Regarded as ‘the greatest tractor never built’, only a handful of these 600 hp (450 kW) behemoths were completed before production ceased in the early 1990s.
The Kennedys have about 20,000 tonnes of on-farm storage, eliminating the need to cart grain.
Instead of chaser bins, they run a high-speed shuttle service between the paddocks and their grain sheds using 12-tonne tip trucks.
A somewhat bemused Archie Kennedy says he can’t help but be impressed by the results.
“To be honest, I wasn’t scheduled for an on-farm demonstration,” he says.
“Ned was looking for a big crop to conduct a side-by-side trial of his two combines and I was happy to help – who’d knock back a day’s harvesting?

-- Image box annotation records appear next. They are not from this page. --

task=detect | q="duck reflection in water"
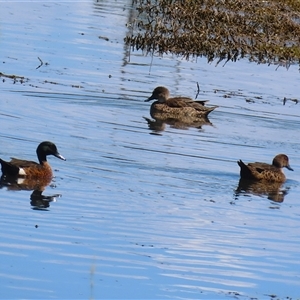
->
[235,178,288,203]
[144,86,217,132]
[0,175,61,210]
[144,117,213,133]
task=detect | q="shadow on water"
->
[235,178,289,203]
[0,175,61,210]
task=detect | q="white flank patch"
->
[19,168,26,176]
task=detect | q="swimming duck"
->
[237,154,294,182]
[0,141,66,178]
[145,86,218,119]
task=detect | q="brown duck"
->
[145,86,218,119]
[237,154,294,182]
[0,141,66,179]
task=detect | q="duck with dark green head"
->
[0,141,66,178]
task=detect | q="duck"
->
[0,141,66,179]
[145,86,218,119]
[237,154,294,182]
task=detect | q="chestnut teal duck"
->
[237,154,294,182]
[145,86,218,119]
[0,141,66,179]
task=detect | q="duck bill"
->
[54,153,66,160]
[144,96,154,102]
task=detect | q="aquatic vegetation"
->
[125,0,300,66]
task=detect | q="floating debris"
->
[125,0,300,68]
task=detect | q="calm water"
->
[0,0,300,299]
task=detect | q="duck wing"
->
[7,157,39,168]
[167,97,208,110]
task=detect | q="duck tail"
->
[237,159,253,179]
[205,106,219,116]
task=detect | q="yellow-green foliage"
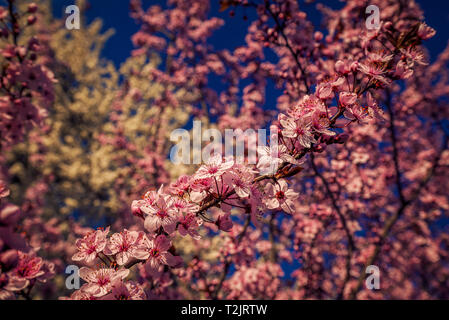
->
[8,0,190,224]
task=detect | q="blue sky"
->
[53,0,449,66]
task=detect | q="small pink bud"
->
[28,2,37,13]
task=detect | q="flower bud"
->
[335,133,349,144]
[28,2,37,13]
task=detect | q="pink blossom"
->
[264,179,299,213]
[101,279,146,300]
[79,267,129,297]
[104,229,144,265]
[72,227,109,263]
[195,155,234,179]
[132,235,179,270]
[280,117,316,148]
[141,195,177,233]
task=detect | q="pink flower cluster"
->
[0,1,56,148]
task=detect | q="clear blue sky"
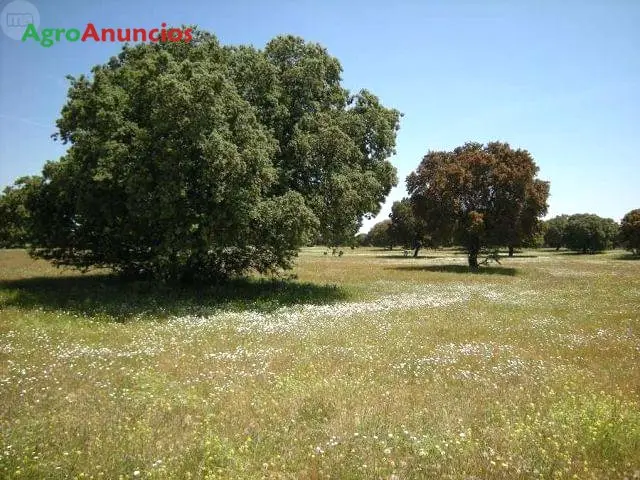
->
[0,0,640,230]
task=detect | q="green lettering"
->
[64,28,80,42]
[22,23,40,42]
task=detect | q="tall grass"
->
[0,248,640,479]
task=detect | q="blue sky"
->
[0,0,640,230]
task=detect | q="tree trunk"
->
[469,244,480,270]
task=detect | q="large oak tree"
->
[407,142,549,268]
[23,31,400,280]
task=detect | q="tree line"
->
[364,203,640,256]
[0,29,640,281]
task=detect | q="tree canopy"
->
[0,177,41,248]
[563,213,619,253]
[544,215,569,250]
[27,31,400,280]
[620,208,640,255]
[389,198,419,248]
[407,142,549,268]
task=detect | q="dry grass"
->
[0,248,640,479]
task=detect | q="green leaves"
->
[23,31,399,280]
[620,208,640,255]
[563,213,619,253]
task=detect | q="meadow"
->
[0,248,640,480]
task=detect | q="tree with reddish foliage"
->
[407,142,549,269]
[620,208,640,255]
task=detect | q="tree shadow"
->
[613,252,640,261]
[389,265,518,277]
[376,252,442,260]
[0,274,348,322]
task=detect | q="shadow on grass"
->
[613,252,640,261]
[0,274,348,322]
[376,253,442,260]
[389,265,518,277]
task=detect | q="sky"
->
[0,0,640,231]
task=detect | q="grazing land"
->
[0,248,640,479]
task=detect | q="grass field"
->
[0,248,640,479]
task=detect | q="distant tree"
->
[544,215,569,250]
[563,213,619,253]
[620,208,640,255]
[389,198,418,248]
[407,142,549,269]
[354,233,367,247]
[367,220,394,249]
[21,30,400,280]
[0,176,41,248]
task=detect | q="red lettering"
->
[168,28,182,42]
[102,28,116,42]
[80,23,100,42]
[118,28,131,42]
[162,23,167,43]
[133,28,147,42]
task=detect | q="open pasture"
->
[0,248,640,479]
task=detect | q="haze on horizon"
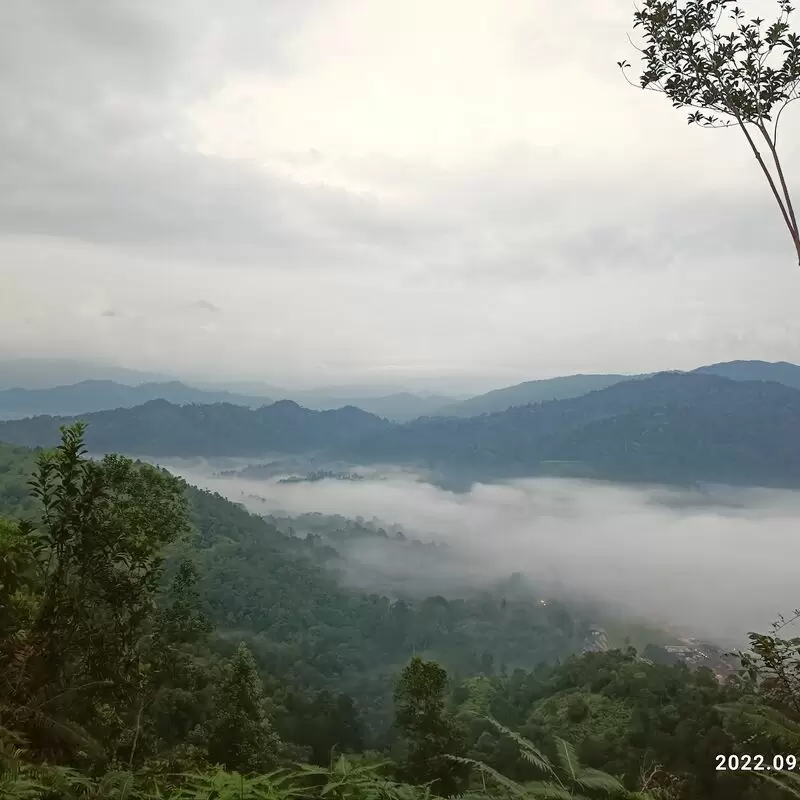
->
[0,0,800,388]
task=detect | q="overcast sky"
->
[0,0,800,385]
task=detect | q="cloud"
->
[0,0,800,382]
[173,470,800,646]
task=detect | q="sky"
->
[0,0,800,390]
[173,467,800,646]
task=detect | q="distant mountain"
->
[293,392,453,422]
[0,380,452,422]
[346,373,800,486]
[433,361,800,417]
[694,361,800,389]
[0,381,272,417]
[435,375,640,417]
[0,373,800,487]
[0,400,392,457]
[0,358,173,389]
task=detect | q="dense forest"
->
[0,373,800,487]
[0,425,800,800]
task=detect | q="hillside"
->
[0,380,272,416]
[694,361,800,389]
[0,373,800,486]
[0,444,587,744]
[291,392,452,422]
[350,373,800,486]
[433,361,800,417]
[0,358,171,389]
[428,375,633,417]
[0,380,452,422]
[0,400,392,456]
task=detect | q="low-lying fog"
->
[162,465,800,644]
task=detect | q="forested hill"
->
[0,373,800,486]
[0,380,273,416]
[0,426,800,800]
[0,432,588,752]
[0,400,392,456]
[350,373,800,486]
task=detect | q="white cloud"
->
[0,0,800,382]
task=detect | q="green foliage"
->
[394,657,466,797]
[0,373,800,487]
[453,717,636,800]
[618,0,800,261]
[0,424,188,757]
[208,643,278,774]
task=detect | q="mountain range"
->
[0,372,800,486]
[0,361,800,422]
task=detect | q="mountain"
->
[0,400,392,456]
[292,392,452,422]
[0,380,272,416]
[0,373,800,486]
[694,361,800,389]
[346,373,800,486]
[435,375,638,417]
[0,380,452,422]
[351,373,800,486]
[0,358,172,389]
[434,361,800,417]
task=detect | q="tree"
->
[0,423,188,758]
[394,657,468,797]
[208,642,278,773]
[617,0,800,264]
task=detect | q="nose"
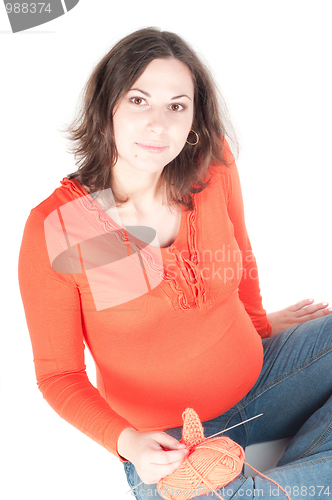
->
[147,108,167,134]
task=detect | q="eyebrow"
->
[129,88,192,101]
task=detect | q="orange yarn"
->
[157,408,244,500]
[157,408,290,500]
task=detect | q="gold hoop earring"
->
[186,128,199,146]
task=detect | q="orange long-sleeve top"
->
[19,145,271,460]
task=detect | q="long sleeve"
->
[19,208,132,460]
[222,144,271,338]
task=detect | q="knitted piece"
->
[180,408,205,447]
[157,408,244,500]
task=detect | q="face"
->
[113,59,194,173]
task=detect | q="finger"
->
[296,302,329,318]
[151,448,189,466]
[152,432,186,450]
[287,299,314,312]
[140,460,187,484]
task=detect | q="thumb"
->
[154,432,186,450]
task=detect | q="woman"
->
[19,28,332,499]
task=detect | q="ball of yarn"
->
[157,408,244,500]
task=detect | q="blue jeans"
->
[124,315,332,500]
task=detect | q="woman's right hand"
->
[118,427,189,484]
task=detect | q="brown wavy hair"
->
[66,28,236,209]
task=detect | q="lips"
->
[136,142,167,154]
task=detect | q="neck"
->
[112,164,164,206]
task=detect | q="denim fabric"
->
[124,315,332,500]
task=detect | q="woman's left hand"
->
[267,299,332,336]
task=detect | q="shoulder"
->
[30,177,87,218]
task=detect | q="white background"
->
[0,0,332,500]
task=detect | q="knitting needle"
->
[187,413,263,450]
[127,413,263,493]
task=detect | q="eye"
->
[129,97,146,106]
[170,103,186,111]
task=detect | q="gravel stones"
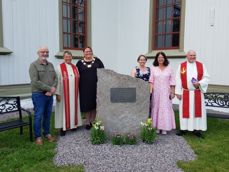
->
[54,128,195,172]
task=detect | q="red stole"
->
[60,63,79,130]
[180,61,203,118]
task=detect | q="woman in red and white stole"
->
[55,51,82,136]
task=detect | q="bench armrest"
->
[21,107,32,117]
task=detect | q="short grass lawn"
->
[0,115,229,172]
[178,118,229,172]
[0,115,84,172]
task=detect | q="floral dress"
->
[135,66,150,81]
[149,66,176,131]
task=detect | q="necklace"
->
[81,58,95,68]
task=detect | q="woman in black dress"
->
[76,47,104,129]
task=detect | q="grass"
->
[178,118,229,172]
[0,115,84,172]
[0,113,229,172]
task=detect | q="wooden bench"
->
[0,97,33,141]
[204,92,229,119]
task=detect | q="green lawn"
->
[0,113,229,172]
[178,118,229,172]
[0,115,84,172]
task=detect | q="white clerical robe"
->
[55,63,82,131]
[175,62,210,131]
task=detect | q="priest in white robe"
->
[55,51,82,136]
[175,50,210,137]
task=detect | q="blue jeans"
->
[32,92,53,138]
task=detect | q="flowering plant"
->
[141,118,157,144]
[91,120,107,144]
[112,134,137,145]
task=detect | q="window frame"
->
[146,0,186,58]
[55,0,91,59]
[0,0,12,55]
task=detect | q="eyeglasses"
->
[40,51,49,54]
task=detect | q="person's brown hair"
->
[153,51,169,66]
[137,54,147,62]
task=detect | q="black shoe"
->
[176,130,185,136]
[194,130,204,139]
[71,128,78,131]
[85,123,92,130]
[60,129,66,136]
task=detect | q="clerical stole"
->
[60,63,79,130]
[180,61,203,118]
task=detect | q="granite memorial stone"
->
[97,69,150,136]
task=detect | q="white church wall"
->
[0,0,59,85]
[185,0,229,85]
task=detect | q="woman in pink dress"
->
[149,52,176,134]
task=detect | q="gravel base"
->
[54,128,196,172]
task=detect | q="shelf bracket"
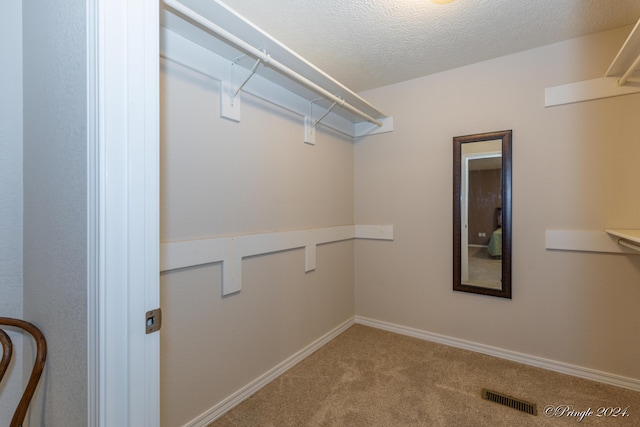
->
[304,95,345,145]
[220,53,270,122]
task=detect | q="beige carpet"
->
[210,325,640,427]
[466,246,502,289]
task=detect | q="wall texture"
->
[355,28,640,379]
[0,0,22,426]
[23,0,88,427]
[161,57,355,427]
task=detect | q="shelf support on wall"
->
[304,98,344,145]
[161,0,393,143]
[220,52,269,122]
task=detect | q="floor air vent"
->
[482,388,538,415]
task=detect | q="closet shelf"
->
[545,20,640,107]
[161,0,393,142]
[546,229,640,255]
[605,228,640,252]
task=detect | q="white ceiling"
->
[223,0,640,92]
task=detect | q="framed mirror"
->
[453,130,512,298]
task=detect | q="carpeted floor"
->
[466,246,502,289]
[209,325,640,427]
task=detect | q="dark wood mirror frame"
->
[453,130,512,299]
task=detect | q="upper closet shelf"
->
[545,20,640,107]
[160,0,393,143]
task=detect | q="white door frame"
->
[86,0,160,427]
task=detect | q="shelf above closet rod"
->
[545,16,640,107]
[162,0,389,136]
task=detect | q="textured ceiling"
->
[222,0,640,91]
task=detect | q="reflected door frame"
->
[460,151,502,283]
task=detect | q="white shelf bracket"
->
[220,53,270,122]
[304,95,345,145]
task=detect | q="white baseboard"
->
[184,318,355,427]
[355,316,640,391]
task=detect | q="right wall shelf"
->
[544,20,640,107]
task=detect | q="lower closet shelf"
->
[160,225,393,295]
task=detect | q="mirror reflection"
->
[453,131,511,298]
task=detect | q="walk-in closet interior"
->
[160,0,640,427]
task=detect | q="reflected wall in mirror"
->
[453,130,512,298]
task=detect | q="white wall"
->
[161,57,354,427]
[355,28,640,380]
[23,0,88,426]
[0,0,22,426]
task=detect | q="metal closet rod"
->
[164,0,383,126]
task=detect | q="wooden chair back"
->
[0,317,47,427]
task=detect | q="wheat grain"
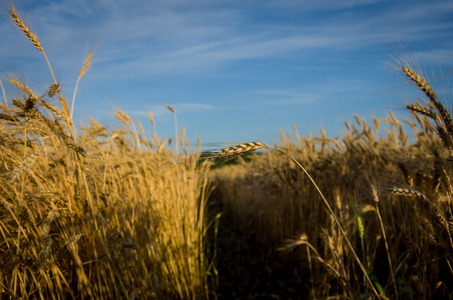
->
[115,109,132,125]
[8,4,44,53]
[390,187,429,201]
[406,104,438,121]
[167,105,175,113]
[79,51,94,78]
[211,142,270,159]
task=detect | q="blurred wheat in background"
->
[0,5,453,299]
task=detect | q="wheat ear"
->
[211,142,380,299]
[401,66,453,133]
[7,3,57,84]
[70,49,96,120]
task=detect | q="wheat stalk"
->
[70,49,96,120]
[401,66,453,138]
[7,3,57,84]
[211,142,380,299]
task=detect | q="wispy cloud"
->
[257,90,320,105]
[124,103,212,117]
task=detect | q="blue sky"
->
[0,0,453,143]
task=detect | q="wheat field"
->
[0,4,453,299]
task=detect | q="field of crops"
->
[0,2,453,299]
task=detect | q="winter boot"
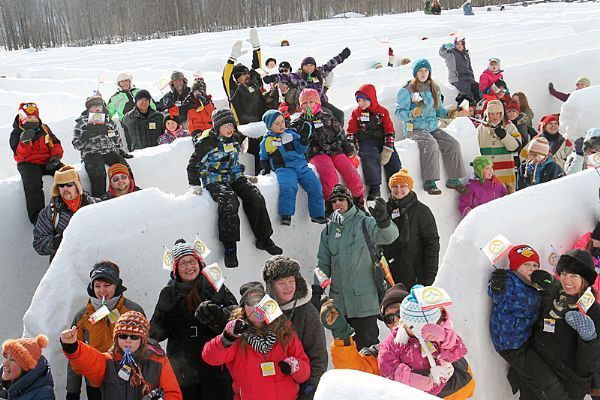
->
[255,238,283,256]
[423,180,442,195]
[446,179,469,193]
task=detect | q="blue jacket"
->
[488,271,542,351]
[395,81,447,136]
[0,356,55,400]
[259,128,308,171]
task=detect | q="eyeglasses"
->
[117,333,142,340]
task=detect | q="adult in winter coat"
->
[10,103,63,224]
[106,72,156,121]
[346,84,402,200]
[123,90,164,151]
[60,311,182,400]
[0,335,55,400]
[150,239,237,400]
[202,282,311,400]
[382,169,440,290]
[33,165,100,261]
[440,35,480,101]
[67,260,144,400]
[313,184,398,348]
[187,109,283,268]
[72,96,129,197]
[262,256,327,400]
[396,58,466,194]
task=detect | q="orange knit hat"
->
[2,335,48,371]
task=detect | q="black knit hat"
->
[556,249,598,285]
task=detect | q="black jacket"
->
[382,191,440,291]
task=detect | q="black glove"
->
[494,126,506,140]
[490,269,508,294]
[369,197,392,228]
[340,47,350,61]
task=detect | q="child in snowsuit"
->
[488,244,569,400]
[377,285,471,398]
[158,115,192,144]
[291,89,365,207]
[346,84,402,200]
[187,109,283,268]
[260,110,327,226]
[458,156,508,217]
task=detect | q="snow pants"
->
[408,129,466,181]
[310,154,365,200]
[206,176,273,242]
[275,164,325,218]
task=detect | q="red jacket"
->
[202,333,310,400]
[346,84,396,148]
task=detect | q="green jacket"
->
[315,206,398,318]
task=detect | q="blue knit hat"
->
[263,110,283,130]
[413,58,431,78]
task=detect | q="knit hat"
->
[50,165,83,197]
[113,311,150,342]
[263,110,283,129]
[413,58,431,78]
[262,256,308,299]
[527,136,550,156]
[2,335,48,371]
[508,244,540,271]
[556,249,598,285]
[299,89,321,105]
[388,168,415,190]
[211,108,237,134]
[471,156,493,182]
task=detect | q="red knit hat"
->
[2,335,48,371]
[508,244,540,271]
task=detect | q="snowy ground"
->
[0,3,600,400]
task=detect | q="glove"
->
[340,47,350,61]
[490,269,508,294]
[369,197,392,228]
[565,311,598,342]
[277,357,300,375]
[380,146,394,165]
[190,185,202,196]
[494,126,506,140]
[246,28,260,50]
[321,299,354,340]
[19,129,35,143]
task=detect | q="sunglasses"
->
[117,333,142,340]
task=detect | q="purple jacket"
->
[458,177,508,217]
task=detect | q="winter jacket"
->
[395,81,447,136]
[202,333,310,400]
[346,84,396,149]
[9,116,63,165]
[290,108,355,160]
[187,129,244,186]
[71,109,123,159]
[440,44,475,83]
[0,356,55,400]
[222,49,266,125]
[33,193,100,258]
[63,341,182,400]
[477,122,521,192]
[315,206,398,318]
[458,177,508,217]
[382,191,440,290]
[517,157,565,190]
[123,107,165,151]
[106,87,156,121]
[488,271,542,352]
[150,275,237,387]
[377,321,468,397]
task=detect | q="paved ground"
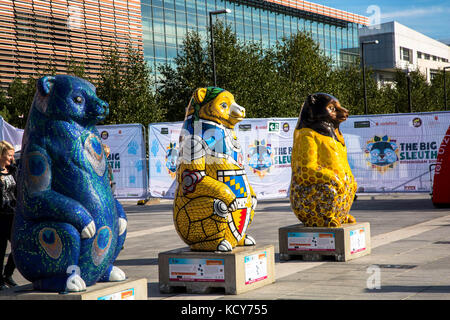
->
[2,194,450,301]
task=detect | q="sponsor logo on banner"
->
[365,135,399,173]
[247,140,274,178]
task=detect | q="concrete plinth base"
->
[158,245,275,294]
[278,222,371,261]
[0,278,148,300]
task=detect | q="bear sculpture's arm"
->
[292,130,344,190]
[22,145,95,238]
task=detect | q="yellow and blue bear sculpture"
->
[173,87,257,252]
[290,93,357,227]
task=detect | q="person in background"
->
[0,140,17,290]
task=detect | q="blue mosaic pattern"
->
[11,75,126,292]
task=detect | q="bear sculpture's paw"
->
[81,221,96,239]
[66,274,86,292]
[217,240,233,252]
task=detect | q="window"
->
[400,47,412,63]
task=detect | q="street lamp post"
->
[209,9,231,87]
[444,66,450,110]
[361,40,380,114]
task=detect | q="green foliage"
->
[157,21,450,121]
[96,46,164,125]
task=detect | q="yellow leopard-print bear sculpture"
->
[173,87,257,252]
[290,93,357,227]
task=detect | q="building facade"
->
[360,21,450,85]
[141,0,368,81]
[0,0,142,88]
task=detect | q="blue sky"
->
[310,0,450,40]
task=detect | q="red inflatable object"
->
[431,126,450,207]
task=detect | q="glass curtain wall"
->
[141,0,359,79]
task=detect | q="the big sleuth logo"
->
[365,135,399,172]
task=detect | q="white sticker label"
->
[97,288,135,300]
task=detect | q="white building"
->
[359,21,450,85]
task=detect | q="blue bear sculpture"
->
[11,75,127,292]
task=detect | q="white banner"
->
[97,124,148,199]
[149,112,450,199]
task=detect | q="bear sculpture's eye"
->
[73,96,83,103]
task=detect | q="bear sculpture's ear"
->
[37,76,55,97]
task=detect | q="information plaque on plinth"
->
[0,278,148,300]
[278,222,371,261]
[158,245,275,294]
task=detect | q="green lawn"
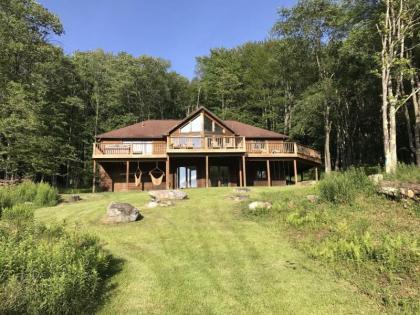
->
[36,188,380,314]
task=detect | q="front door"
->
[209,165,229,187]
[176,166,197,188]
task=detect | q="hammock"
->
[149,162,165,186]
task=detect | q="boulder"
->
[306,195,319,203]
[229,194,249,201]
[159,200,174,207]
[149,190,188,200]
[248,201,272,210]
[146,200,159,209]
[68,195,82,202]
[378,180,420,202]
[105,202,143,223]
[368,174,384,185]
[235,187,251,194]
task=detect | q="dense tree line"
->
[197,0,420,171]
[0,0,420,186]
[0,0,189,186]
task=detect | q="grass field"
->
[36,188,381,314]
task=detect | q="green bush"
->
[2,204,34,226]
[10,181,38,204]
[319,169,374,204]
[313,232,420,274]
[34,183,58,207]
[0,181,59,216]
[384,163,420,183]
[0,187,13,216]
[0,205,110,314]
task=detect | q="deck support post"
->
[165,156,171,189]
[242,155,246,187]
[238,159,243,187]
[92,159,96,193]
[293,159,297,185]
[206,155,209,188]
[125,160,130,191]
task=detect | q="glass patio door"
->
[209,165,229,187]
[177,166,197,188]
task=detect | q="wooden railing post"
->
[165,156,171,189]
[239,159,243,187]
[242,155,246,187]
[125,160,130,191]
[206,155,209,188]
[92,160,96,193]
[267,159,271,187]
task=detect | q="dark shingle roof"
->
[97,119,180,139]
[97,107,287,139]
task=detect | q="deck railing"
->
[93,141,166,156]
[93,136,321,162]
[246,141,321,160]
[168,136,245,151]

“I’m happy with my two existing combines but the results are certainly food for thought.
“The name of the game is to get the crop off as quickly as possible.”
After a few celebratory beers, the four-man crew cleaned and loaded the two harvesters ready to move onto the next farm.
“We’re only about half-way through 150 on-farm demonstrations this harvest, so there’s not much time to dwell on this,” Landpower’s LEXION product specialist, Ned Jeffery says.
The combines and their four-man crew set off from Emerald, Queensland, in early October and will follow the harvest all the way down the eastern wheatbelt until they reach Kadina, South Australia, in mid-December.
CLAAS LEXION is recognised as the world’s most productive combine harvester.
Last September, a factory-standard LEXION 770 fitted with tracks and a 12 metre variable cutterbar set a Guinness World Record by harvesting a staggering 675 tonnes of wheat in eight hours.
It went on to harvest a total of 1,360 tonnes in 20 hours using 11 per cent less fuel than the previous world record set in 2008.
“These machines are purpose-designed to harvest more grain per hectare, cover more hectares per hour and operate for more hours per day,” Ned says.
“Obviously Australian conditions are different to those in Europe, which is one of the reasons why we have decided to conduct what we believe is the largest harvesting demonstration program yet staged in Australia.”